Mit der EKGS sammelten somit die Mitgliedsstaaten zügig erste Erfahrungen mit supranationaler Koordination und Kooperation in der Wirtschaft. Diese supranationale Ausrichtung war allerdings von Beginn an auf Grund des erwarteten Einflusses einer Hohen Behörde und dem damit verbundenen Souveränitätsverlust umstritten. In der Praxis war die sogenannte Hohe Behörde allerdings zum Teil an den Rat gebunden und konnte somit oft nicht über die Mitgliedsstaaten hinweg entscheiden.

Die Mitgliedsstaaten legten nämlich zum Teil unterschiedliche industriepolitische Haltungen an den Tag: Ein Teil der Mitgliedsstaaten hatte eine eher marktkonforme Haltung und der andere neigte zu einer tendenziell interventionistischen Haltung. Diese unterschiedlichen Positionen waren dementsprechend auch im EKGS-Vertrag festgehalten. Des Weiteren war das Verhalten der einzelnen Nationalstaaten, unter anderem auch die Einhaltung der Verträge, im Krisenfall damals nur schwer vorherzusagen. Die Kohlekrise Ende der 1950er zeigte dann schnell, dass die Mitgliedsstaaten zu einem protektionistischen Verhalten neigten.

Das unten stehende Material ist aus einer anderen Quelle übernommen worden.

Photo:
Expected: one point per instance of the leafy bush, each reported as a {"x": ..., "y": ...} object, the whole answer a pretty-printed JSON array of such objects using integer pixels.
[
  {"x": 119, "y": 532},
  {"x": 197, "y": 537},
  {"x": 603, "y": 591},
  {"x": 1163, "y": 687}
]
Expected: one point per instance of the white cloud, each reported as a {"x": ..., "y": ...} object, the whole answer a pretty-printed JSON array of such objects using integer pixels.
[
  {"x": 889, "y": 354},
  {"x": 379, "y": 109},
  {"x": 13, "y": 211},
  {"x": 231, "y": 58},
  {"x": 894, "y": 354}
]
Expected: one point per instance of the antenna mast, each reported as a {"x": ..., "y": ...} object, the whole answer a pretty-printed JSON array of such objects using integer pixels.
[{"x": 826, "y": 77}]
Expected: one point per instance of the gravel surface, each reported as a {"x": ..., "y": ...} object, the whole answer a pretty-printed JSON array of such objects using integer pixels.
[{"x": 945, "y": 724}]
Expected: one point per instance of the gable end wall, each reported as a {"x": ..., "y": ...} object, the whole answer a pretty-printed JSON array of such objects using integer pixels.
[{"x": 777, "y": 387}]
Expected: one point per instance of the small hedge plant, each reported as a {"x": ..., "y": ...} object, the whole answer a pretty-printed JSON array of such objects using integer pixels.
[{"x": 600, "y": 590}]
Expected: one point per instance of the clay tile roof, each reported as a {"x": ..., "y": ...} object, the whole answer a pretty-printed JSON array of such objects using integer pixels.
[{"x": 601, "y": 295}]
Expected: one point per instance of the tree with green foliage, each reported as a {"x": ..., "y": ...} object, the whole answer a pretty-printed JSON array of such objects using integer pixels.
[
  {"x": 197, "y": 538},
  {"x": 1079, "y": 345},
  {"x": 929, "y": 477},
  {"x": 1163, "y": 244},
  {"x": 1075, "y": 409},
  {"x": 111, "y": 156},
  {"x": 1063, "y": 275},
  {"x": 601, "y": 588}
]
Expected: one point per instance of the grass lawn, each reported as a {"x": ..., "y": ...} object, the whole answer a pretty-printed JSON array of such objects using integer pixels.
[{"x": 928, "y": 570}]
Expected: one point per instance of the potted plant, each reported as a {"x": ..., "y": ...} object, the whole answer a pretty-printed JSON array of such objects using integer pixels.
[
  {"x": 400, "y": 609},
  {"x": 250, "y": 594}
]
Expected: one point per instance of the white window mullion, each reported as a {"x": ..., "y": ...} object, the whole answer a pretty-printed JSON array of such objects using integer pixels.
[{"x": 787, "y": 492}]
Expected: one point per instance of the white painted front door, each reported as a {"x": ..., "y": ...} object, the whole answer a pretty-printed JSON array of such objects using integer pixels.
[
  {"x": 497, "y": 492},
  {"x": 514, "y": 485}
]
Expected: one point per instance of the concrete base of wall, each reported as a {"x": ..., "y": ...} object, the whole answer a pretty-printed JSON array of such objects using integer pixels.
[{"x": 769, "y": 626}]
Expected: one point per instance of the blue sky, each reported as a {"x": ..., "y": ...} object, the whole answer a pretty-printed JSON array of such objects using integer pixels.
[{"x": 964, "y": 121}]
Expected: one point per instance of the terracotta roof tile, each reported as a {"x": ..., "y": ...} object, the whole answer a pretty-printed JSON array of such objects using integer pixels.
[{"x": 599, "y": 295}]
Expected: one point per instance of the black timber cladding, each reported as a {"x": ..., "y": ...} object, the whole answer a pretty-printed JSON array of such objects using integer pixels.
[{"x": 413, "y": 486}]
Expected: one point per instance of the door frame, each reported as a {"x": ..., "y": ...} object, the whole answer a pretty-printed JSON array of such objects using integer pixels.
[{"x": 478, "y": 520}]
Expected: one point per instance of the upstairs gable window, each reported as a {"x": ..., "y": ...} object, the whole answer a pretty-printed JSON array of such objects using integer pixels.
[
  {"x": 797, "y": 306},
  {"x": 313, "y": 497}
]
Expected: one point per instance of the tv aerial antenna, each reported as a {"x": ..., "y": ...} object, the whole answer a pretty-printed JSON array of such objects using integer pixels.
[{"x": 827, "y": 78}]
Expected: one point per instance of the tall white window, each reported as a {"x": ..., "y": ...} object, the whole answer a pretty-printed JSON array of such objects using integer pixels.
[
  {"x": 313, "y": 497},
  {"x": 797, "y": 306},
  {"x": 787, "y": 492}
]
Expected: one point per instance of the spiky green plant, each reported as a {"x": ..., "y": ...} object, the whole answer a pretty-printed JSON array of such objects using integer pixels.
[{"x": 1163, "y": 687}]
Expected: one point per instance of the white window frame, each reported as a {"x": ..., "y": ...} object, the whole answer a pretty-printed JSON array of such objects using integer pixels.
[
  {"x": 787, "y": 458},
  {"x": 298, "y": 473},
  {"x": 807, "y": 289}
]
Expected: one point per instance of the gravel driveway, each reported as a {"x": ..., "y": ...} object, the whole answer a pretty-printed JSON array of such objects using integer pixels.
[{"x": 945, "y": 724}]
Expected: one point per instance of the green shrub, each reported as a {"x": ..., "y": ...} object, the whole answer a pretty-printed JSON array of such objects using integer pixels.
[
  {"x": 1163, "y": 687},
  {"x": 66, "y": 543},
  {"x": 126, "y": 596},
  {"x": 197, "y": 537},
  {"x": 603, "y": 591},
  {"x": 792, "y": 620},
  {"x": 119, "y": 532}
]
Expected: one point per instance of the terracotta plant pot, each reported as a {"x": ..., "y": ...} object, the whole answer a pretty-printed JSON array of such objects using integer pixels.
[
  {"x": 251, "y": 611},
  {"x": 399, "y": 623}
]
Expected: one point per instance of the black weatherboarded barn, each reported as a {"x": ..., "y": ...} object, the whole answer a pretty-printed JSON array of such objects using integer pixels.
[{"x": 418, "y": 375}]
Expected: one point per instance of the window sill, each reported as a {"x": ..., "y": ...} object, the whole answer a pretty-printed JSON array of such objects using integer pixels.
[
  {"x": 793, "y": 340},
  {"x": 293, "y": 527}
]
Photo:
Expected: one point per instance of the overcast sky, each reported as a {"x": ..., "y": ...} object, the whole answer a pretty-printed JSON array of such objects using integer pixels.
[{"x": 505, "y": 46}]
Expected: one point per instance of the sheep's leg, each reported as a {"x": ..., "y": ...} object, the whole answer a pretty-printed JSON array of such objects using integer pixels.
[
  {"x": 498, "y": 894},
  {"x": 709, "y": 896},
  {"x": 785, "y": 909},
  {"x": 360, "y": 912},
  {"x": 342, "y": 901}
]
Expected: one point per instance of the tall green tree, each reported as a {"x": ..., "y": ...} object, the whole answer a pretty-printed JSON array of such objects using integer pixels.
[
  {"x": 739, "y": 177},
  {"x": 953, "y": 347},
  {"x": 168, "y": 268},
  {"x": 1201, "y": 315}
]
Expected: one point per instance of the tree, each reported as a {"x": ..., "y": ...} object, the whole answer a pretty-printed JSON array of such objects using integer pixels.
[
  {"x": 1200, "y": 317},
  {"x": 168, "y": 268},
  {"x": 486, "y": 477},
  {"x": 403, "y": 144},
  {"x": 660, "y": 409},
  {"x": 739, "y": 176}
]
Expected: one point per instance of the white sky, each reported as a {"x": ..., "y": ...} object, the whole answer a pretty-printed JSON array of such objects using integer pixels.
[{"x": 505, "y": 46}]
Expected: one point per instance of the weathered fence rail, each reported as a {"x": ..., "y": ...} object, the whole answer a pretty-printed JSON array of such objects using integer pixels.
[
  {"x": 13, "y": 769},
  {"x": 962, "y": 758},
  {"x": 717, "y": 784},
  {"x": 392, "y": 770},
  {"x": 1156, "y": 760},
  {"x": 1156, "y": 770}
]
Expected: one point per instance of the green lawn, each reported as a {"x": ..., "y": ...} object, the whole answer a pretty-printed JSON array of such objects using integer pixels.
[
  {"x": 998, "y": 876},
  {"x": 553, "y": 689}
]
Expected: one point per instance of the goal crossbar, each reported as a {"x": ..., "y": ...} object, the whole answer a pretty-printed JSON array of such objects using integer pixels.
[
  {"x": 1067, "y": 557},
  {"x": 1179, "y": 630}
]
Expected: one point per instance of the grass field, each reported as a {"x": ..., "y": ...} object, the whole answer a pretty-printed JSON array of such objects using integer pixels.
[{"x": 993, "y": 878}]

Ab Mitte der 1970er geriet der europäische Sektor in eine Art Dauerkrise, was allerdings von der EKGS lange missachtet wurde, und genehmigte beinahe bedingungslose Subventionen bis weit in die 1980er. In dieser Krisenphase bewährte sich die Montanunion nicht und die Staaten zogen sich zunehmend aus dem Sektor zurück. Außerdem unterstützte die EKGS die europäische Konkurrenzfähigkeit auf dem globalen Markt, indem sie Prozessinnovationen förderte, um unter anderem dem günstigen Stahl aus sogenannten Billiglohnländern etwas entgegenzusetzen. Des Weiteren unterstützte die Montanunion auch den Strukturwandel und die Schaffung neuer Arbeitsplätze in Regionen, welche in besonderem Maße von der Schließung von Minen und Stahlfabriken betroffen waren (z.B. Ruhrgebiet).

Insbesondere die Krisenzeit der 1970er und 1980er hat aufgezeigt, dass der interventionistische Ansatz oft nur Nationalinteressen bedient, weswegen laut den Autoren die Europäische Kommission als „Hüterin der Verträge“ auf eine strikte Regeleinhaltung drängen sollte. Außerdem muss die Europäische Union die grundsätzliche Frage stellen, ob weitere Subventionen im Bereich der Kohle- und Stahlindustrie überhaupt Sinn machen, da die globale Konkurrenz (z.B. China) weitaus günstiger produzieren könne.